Kelm C, Engels K
Chirurgie 1, Klinik für Allgemein-, Visceral- und spezielle Visceralchirurgie, Klinikum Lüdenscheid, Paulmannshöherstr.14, 58515, Lüdenscheid, Deutschland.
Med Klin Intensivmed Notfmed. 2017 Mar;112(2):125-128. doi: 10.1007/s00063-016-0244-y. Epub 2017 Jan 12.

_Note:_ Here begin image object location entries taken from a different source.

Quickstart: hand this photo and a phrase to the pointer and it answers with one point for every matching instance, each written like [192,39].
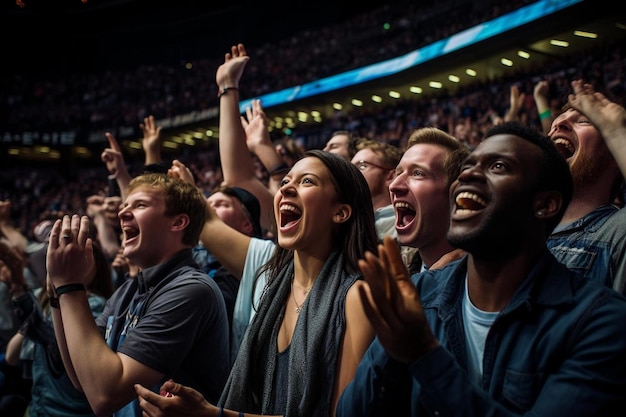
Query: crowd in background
[112,99]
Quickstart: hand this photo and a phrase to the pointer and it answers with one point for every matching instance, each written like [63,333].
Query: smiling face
[493,200]
[374,171]
[419,193]
[581,144]
[306,207]
[145,226]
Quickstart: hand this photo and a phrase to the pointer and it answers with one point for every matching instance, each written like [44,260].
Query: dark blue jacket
[557,349]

Regarding thromboembolic events, non-vitamin K antagonists, so-called new oral anticoagulative agents (NOACs), have widely enlarged prophylaxis and therapy. In contrast to vitamin K antagonists they can be administered in a definite dose and do not need any regular control of coagulation parameters. Thus being simple in handling, these drugs have become enormously attractive for both patient and physician.In spite of all their advantages NOACs have to be considered carefully. They have a significant disadvantage: the plasma concentration is not detectable by a simple blood test, nor is there any antidote available. As a consequence the bleeding risk remains unknown.In this review we focus on two different settings in routine surgical work: the preoperative management of patients undergoing elective surgery differs significantly from that needed in urgent surgery.
关于血栓栓塞事件,非维生素K拮抗剂,即所谓的新型口服抗凝剂(NOACs),已广泛扩大了预防和治疗范围。与维生素K拮抗剂相比,它们可以以确定的剂量给药,并且不需要定期监测凝血参数。由于操作简单,这些药物对患者和医生都极具吸引力。尽管它们有诸多优点,但仍需谨慎考虑使用NOACs。它们有一个显著的缺点:无法通过简单的血液检测来测定血浆浓度,也没有可用的解毒剂。因此,出血风险仍然未知。在本综述中,我们关注常规外科手术中的两种不同情况:择期手术患者的术前管理与急诊手术所需的管理有显著差异。